No contexto da saúde pública brasileira, o acesso a profissionais especialistas em dermatologia pode ser considerado bastante precário, a despeito da importância e da crescente procura de assistência médica nesse segmento. De acordo com estimativa feita pelo Conselho Federal de Medicina (CFM), em 2018 apenas cerca de 3,6% dos especialistas em dermatologia concentravam-se na região Norte do país. A região Sudeste reúne cerca de 58,7% desses profissionais, enquanto a região Sul conta com cerca de 15,8% do total de dermatologistas do país.
Frente à disparidade de acesso a essa especialidade, a teledermatologia busca oferecer assistência remota a médicos não especialistas na área, ampliando o acesso à dermatologia em áreas que dela carecem. Condições clínicas de baixa complexidade podem ser particularmente favorecidas, de forma a ser manejadas com mais segurança pelos próprios médicos da APS. Assim, permite-se beneficiar um maior número de pacientes de acordo com suas necessidades de saúde, garantir a integralidade proposta pelo Sistema Único de Saúde (SUS) e facilitar o acesso a centros de referência em dermatologia. Isso ampliaria a resolutividade da atenção básica ao prevenir encaminhamentos evitáveis que dificultam o acesso a níveis de maior complexidade de assistência à saúde. Desse modo, a ferramenta parece agilizar diagnósticos, ao passo que reduz o tempo de espera para atendimento nos casos em que o acompanhamento e o manejo dermatológico na modalidade presencial se façam necessários.
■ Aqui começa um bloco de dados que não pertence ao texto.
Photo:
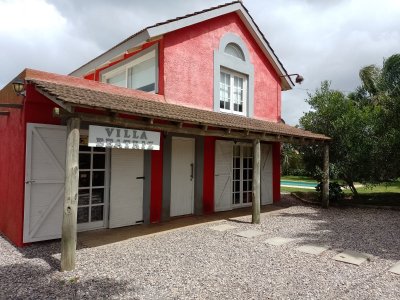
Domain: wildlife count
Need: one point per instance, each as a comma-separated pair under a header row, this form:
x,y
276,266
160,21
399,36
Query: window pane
x,y
225,90
84,148
97,213
84,161
99,149
83,214
84,178
234,50
118,80
97,196
99,161
143,76
84,196
98,178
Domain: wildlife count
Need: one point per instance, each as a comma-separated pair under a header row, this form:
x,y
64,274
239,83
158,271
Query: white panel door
x,y
223,175
44,182
126,191
266,174
182,176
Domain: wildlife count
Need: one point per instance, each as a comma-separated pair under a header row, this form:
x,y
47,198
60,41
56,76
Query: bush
x,y
335,191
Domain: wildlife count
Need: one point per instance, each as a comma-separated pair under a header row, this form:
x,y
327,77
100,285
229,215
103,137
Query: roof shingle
x,y
83,92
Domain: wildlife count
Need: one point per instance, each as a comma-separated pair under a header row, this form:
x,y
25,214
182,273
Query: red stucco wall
x,y
12,174
276,172
36,109
189,65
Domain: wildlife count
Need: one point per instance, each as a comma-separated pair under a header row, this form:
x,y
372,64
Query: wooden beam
x,y
256,203
325,178
175,127
60,103
11,105
69,224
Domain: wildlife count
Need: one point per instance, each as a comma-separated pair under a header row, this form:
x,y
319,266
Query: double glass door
x,y
92,206
242,179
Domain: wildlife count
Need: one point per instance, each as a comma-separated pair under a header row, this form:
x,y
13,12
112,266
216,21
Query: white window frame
x,y
231,101
124,66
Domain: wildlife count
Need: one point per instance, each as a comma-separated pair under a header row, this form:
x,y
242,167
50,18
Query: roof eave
x,y
159,30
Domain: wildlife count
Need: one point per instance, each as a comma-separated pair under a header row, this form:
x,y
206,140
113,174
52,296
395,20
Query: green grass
x,y
387,194
294,189
298,178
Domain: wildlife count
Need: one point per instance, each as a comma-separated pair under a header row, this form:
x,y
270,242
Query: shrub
x,y
335,191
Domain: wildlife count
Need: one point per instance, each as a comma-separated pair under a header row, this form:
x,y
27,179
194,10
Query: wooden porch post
x,y
256,182
325,178
69,224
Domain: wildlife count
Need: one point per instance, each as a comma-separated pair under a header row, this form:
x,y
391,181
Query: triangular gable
x,y
159,29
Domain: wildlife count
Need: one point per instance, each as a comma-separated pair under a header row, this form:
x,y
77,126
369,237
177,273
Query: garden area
x,y
364,161
384,195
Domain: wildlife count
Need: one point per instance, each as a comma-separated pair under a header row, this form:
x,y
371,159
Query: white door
x,y
182,176
44,182
266,174
126,192
223,175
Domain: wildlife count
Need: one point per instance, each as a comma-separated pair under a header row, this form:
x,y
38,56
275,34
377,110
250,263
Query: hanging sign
x,y
112,137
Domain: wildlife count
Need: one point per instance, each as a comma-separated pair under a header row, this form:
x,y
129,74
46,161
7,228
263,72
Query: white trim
x,y
231,109
162,29
125,65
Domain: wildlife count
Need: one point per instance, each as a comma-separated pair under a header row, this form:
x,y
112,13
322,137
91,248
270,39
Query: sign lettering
x,y
112,137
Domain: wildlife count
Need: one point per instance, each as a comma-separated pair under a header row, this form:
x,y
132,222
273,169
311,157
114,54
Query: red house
x,y
168,120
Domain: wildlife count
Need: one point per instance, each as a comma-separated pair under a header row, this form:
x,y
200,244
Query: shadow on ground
x,y
44,284
372,231
102,237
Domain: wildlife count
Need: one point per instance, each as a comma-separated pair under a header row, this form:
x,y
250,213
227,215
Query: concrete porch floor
x,y
95,238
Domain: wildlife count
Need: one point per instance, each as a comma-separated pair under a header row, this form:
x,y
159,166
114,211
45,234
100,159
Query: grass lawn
x,y
387,194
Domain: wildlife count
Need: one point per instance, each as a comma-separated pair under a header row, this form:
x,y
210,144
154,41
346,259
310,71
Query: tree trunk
x,y
325,178
256,182
352,188
68,237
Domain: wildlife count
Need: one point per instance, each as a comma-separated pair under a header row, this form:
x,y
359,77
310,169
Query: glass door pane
x,y
92,182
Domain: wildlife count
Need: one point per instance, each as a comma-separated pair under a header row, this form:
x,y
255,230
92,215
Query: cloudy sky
x,y
321,39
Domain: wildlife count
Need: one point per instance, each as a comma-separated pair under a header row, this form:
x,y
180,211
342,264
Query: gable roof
x,y
162,28
73,91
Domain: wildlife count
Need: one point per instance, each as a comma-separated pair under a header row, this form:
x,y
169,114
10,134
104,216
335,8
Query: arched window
x,y
233,77
234,50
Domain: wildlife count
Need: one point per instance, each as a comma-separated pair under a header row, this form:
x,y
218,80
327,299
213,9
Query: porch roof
x,y
69,91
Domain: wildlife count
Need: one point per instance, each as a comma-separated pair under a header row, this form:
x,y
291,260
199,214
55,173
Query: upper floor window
x,y
233,92
138,72
233,77
234,50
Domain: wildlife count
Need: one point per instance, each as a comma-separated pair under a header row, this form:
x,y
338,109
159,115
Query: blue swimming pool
x,y
299,183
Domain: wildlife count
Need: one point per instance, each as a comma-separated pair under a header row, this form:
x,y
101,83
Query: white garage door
x,y
126,193
44,182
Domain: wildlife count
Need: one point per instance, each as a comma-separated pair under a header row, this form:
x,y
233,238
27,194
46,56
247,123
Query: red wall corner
x,y
208,176
276,172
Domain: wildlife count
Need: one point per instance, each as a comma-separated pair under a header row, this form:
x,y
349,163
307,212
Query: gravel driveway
x,y
200,263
A teledermatologia contribui também para a qualificação dos profissionais que atuam na APS por promover intercâmbio de informações entre os médicos, melhorando a eficiência e a qualidade da assistência à saúde.
Embora haja necessidade de investimento inicial para sua implantação e para a manutenção dessa modalidade de telediagnóstico, pesquisas têm demonstrado que o estabelecimento da telemedicina na triagem de pacientes da APS é potencialmente capaz de propiciar economia ao sistema de saúde.
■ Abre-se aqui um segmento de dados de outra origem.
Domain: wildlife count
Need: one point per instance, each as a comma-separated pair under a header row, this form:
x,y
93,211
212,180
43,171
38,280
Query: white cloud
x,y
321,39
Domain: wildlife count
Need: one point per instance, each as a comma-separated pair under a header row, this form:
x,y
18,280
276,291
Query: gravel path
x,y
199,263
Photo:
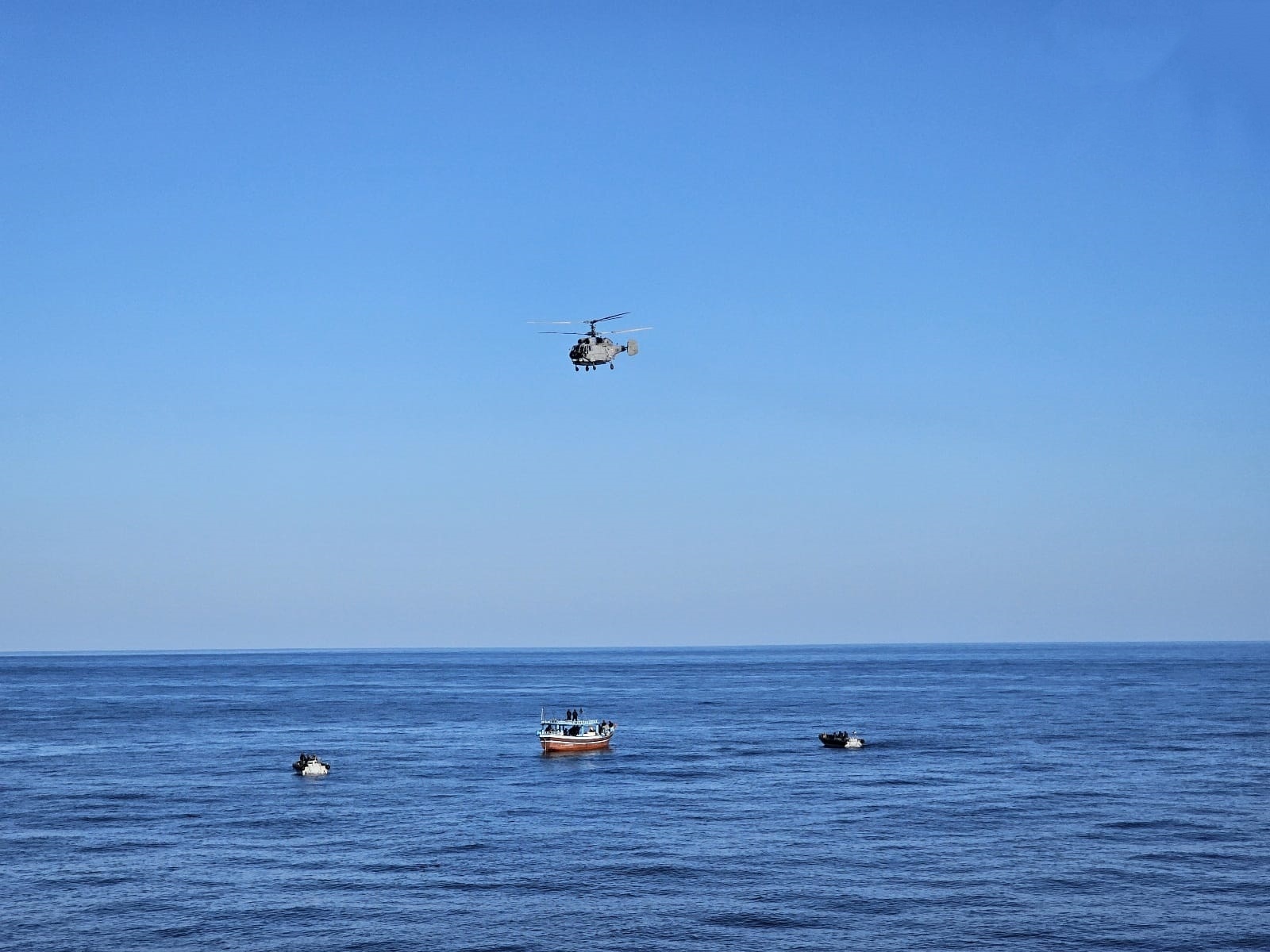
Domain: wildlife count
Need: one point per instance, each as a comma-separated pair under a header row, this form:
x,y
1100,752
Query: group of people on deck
x,y
571,715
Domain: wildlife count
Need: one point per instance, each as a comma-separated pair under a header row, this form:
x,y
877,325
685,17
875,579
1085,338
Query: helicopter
x,y
595,349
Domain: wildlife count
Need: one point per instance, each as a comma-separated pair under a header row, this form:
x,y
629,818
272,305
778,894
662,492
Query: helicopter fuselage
x,y
594,351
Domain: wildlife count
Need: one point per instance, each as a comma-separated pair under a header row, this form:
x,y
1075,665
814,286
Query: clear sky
x,y
960,323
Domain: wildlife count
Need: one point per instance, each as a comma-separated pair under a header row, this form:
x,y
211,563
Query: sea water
x,y
1041,797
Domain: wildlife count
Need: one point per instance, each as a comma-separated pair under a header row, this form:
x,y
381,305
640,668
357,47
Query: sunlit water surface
x,y
1041,797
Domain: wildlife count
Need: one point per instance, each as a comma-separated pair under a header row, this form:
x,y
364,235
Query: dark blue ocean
x,y
1013,797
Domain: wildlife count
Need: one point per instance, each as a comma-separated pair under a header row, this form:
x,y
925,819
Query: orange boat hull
x,y
559,744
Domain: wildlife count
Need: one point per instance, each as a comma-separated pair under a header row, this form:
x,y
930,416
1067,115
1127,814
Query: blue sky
x,y
960,323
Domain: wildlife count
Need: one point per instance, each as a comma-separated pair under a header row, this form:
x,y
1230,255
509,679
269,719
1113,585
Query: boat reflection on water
x,y
575,733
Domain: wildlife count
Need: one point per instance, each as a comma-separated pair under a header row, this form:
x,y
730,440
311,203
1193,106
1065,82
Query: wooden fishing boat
x,y
575,733
842,739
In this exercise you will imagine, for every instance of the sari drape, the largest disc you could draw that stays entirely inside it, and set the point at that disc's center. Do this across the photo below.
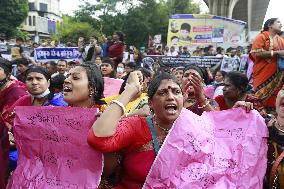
(267, 79)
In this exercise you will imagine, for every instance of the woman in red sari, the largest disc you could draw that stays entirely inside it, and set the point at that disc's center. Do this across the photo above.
(10, 91)
(115, 51)
(267, 47)
(138, 138)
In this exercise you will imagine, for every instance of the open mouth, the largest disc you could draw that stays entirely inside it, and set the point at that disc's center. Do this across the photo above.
(171, 108)
(67, 89)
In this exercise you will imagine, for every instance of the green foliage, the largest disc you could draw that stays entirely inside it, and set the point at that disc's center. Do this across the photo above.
(137, 20)
(12, 14)
(70, 30)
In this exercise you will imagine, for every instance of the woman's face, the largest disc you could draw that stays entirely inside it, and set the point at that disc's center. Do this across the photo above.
(187, 76)
(229, 90)
(98, 61)
(36, 83)
(219, 77)
(2, 74)
(167, 102)
(106, 69)
(277, 26)
(76, 88)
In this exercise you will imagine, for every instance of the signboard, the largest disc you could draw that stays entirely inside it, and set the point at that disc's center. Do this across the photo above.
(48, 54)
(183, 61)
(202, 30)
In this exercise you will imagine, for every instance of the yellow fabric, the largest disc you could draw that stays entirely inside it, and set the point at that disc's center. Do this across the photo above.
(280, 167)
(133, 105)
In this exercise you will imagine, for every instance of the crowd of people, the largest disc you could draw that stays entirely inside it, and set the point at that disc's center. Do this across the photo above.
(150, 98)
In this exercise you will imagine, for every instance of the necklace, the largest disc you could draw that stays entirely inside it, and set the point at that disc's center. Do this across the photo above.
(162, 128)
(279, 127)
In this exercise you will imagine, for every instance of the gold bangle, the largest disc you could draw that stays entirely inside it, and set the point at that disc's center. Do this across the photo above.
(201, 107)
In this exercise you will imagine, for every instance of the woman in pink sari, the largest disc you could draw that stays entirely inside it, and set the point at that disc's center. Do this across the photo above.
(137, 138)
(10, 91)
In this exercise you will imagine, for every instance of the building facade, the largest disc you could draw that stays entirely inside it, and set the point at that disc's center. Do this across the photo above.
(43, 17)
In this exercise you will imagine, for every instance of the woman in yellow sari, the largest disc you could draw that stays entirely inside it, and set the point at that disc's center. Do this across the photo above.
(267, 47)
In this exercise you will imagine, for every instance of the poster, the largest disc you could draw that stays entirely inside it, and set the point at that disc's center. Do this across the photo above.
(218, 150)
(183, 61)
(111, 86)
(48, 54)
(230, 64)
(194, 30)
(53, 149)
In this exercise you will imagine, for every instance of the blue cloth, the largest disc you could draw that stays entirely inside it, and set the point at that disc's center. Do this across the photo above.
(105, 47)
(13, 158)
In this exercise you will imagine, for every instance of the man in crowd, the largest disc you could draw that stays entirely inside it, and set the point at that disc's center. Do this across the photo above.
(17, 50)
(22, 66)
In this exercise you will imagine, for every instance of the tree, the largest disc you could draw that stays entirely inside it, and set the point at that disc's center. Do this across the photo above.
(12, 14)
(70, 30)
(137, 19)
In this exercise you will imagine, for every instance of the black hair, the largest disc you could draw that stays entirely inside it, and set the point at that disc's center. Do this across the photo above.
(108, 61)
(219, 50)
(145, 72)
(62, 60)
(174, 37)
(96, 81)
(120, 35)
(95, 36)
(196, 68)
(185, 26)
(71, 63)
(268, 23)
(56, 83)
(223, 73)
(19, 39)
(155, 83)
(131, 65)
(52, 63)
(6, 65)
(239, 80)
(40, 70)
(22, 61)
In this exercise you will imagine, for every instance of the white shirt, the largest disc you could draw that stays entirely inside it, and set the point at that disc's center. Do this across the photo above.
(175, 53)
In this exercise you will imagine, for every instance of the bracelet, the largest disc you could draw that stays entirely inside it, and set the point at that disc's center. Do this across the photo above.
(201, 107)
(120, 105)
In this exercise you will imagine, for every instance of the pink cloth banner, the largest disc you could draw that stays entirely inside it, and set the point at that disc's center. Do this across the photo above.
(53, 149)
(111, 86)
(218, 150)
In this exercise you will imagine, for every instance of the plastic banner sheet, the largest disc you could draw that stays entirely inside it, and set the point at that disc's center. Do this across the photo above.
(53, 149)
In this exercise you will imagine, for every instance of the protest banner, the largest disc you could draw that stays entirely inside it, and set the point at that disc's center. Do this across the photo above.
(48, 54)
(53, 149)
(230, 64)
(183, 61)
(218, 150)
(111, 86)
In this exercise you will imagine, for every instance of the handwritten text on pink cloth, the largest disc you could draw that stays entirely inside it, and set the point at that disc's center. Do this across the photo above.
(111, 86)
(218, 150)
(53, 149)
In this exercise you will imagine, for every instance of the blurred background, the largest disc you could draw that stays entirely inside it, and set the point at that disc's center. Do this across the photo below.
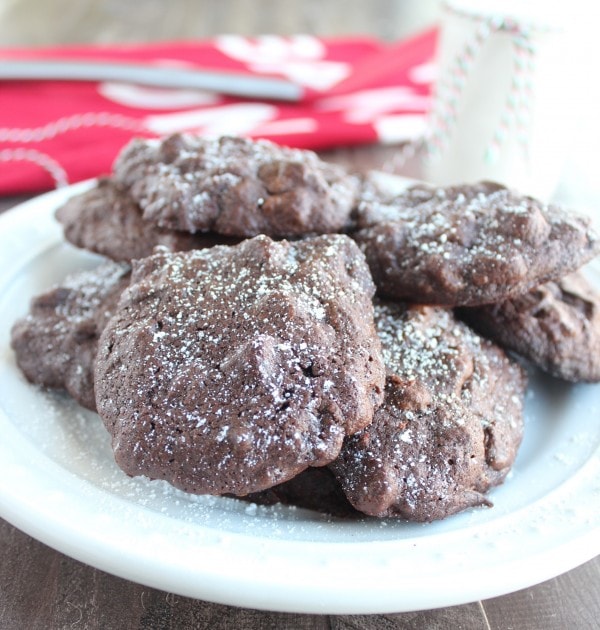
(36, 23)
(41, 23)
A acurácia e a utilidade clínica da teledermatologia são apontadas pela literatura. Apesar de haver evidências de que essa modalidade de telediagnóstico representa considerável benefício econômico para o sistema de saúde, estudos em relação a essa possível vantagem são escassos em contexto mundial, quase inexistentes nacionalmente e carecem de protagonismo de nossas instituições no sentido de tomar para si essa responsabilidade da regulamentação.
Sobre o tema o CFM publicou a resolução 2.227/2018,revogada em seguida por pressão dos próprios médicos, inseguros a respeito. O ponto é que a tecnologia existe, está cada vez mais disseminada, “democrática" e é uma ferramenta excepcional se usada corretamente; porém, se nós, médicos, não formos os definidores das regras, seremos, mais uma vez submetidos a regulações externas impostas por algum burocrata.